Matt Damon is now 39 years of age and appears able to do anything. Or, at the very least, work with anyone. He can now add Eastwood to a CV that reads like a Santa list of dream directors: Spielberg, Scorsese, Coppola, Soderbergh, Minghella, Redford, Van Sant, Greengrass, Gilliam… He has fashioned that oxymoronic quality, the normal superstar, to a fine art. Whatever the role, he doesn’t intrude rather than quietly embody his character. Even so, there are De Niro-like levels of immersion going on here: in a matter of months he dropped the slack-bellied, bum-fluffed goofiness of The Informant!’s Mark Whitacre to look and sound exactly like the blond-topped, beefcake South African rugby captain. If Freeman’s Mandela is the film’s head, then Damon’s Francois Pienaar is its heart. His journey to enlightenment, a flux of quiet epiphanies and do-or-die rallying calls, comes with calm authority and a half-decent spiral pass.

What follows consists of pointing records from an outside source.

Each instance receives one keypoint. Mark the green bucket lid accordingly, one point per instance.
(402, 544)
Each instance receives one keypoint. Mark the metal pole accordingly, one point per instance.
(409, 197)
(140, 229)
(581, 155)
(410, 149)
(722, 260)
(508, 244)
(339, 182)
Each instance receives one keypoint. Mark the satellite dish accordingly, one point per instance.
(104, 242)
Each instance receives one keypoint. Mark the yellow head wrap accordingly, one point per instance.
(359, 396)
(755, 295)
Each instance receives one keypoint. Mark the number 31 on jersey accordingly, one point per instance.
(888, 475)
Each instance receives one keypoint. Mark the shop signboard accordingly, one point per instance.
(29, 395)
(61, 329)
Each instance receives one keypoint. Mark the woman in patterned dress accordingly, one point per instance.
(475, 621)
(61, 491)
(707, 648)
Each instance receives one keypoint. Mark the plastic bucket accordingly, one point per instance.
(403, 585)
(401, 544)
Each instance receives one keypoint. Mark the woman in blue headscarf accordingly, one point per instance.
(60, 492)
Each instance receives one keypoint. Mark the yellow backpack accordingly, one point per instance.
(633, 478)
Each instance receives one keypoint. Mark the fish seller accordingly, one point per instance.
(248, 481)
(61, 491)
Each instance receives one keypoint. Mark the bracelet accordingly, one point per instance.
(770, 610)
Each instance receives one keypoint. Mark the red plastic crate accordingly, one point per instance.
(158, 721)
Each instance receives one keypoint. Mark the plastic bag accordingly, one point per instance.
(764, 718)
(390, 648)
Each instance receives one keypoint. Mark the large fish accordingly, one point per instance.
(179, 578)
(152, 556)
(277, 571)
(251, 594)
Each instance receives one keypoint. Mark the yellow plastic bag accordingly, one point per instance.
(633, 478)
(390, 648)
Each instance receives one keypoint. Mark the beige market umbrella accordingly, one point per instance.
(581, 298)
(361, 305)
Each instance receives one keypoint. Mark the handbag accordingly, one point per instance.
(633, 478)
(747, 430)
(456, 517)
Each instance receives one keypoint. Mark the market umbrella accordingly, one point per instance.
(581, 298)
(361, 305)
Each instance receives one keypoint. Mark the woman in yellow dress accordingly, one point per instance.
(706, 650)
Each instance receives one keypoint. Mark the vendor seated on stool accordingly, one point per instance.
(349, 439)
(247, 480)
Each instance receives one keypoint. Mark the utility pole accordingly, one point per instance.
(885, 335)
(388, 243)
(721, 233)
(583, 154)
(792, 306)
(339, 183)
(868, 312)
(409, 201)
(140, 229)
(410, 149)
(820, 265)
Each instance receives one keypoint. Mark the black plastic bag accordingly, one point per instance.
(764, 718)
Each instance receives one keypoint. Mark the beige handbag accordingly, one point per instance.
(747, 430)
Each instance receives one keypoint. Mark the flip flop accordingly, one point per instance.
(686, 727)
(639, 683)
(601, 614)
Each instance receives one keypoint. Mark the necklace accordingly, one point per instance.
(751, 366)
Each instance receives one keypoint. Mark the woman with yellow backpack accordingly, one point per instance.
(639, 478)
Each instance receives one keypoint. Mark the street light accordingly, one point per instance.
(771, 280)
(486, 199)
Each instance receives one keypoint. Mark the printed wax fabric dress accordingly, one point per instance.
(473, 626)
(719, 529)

Understandably, Eastwood skirts unravelling the subtleties of binding in at the scrum or the filigree variances between ruck and mall, opting to shoot rugby as a form of everysport. Although, you can feel his granite-grin at Pienaar’s blunt tactic for bringing down New Zealand’s super-human winger, Jonah Lomu, a primal collision of Usain Bolt and the Terminator: “Just hold on — help will come!” “They are a special breed of cat,” the director himself noted, applauding the lack of girlie helmet, pads and extended knickers. Keeping his camera knee-high, or at grass-level in the heated cauldron of the scrum, he gives it a familiar fervour, chopping between scrabbles of hectic play, intransient scoreboards and unconvincing crowd shots. It’s a better fit to movies than soccer’s whirligig intricacies, but anyone ignorant of the game will come out convinced it simply involves thick-bodied hulks crashing into one another while elfin on-lookers just aim to kick the ball between the posts. The great final versus the Kiwis’ invincible (and ironically nicknamed) All Blacks, where Mandela’s dream is met with a dramatic last-gasp triumph, was in truth a tight, ingloriously defensive saga without a try to its name. Not that that stops Eastwood wringing every inspirational sentiment he can out of it.
Eastwood hits all the right notes in exactly the right order, but its his least personal film for a while.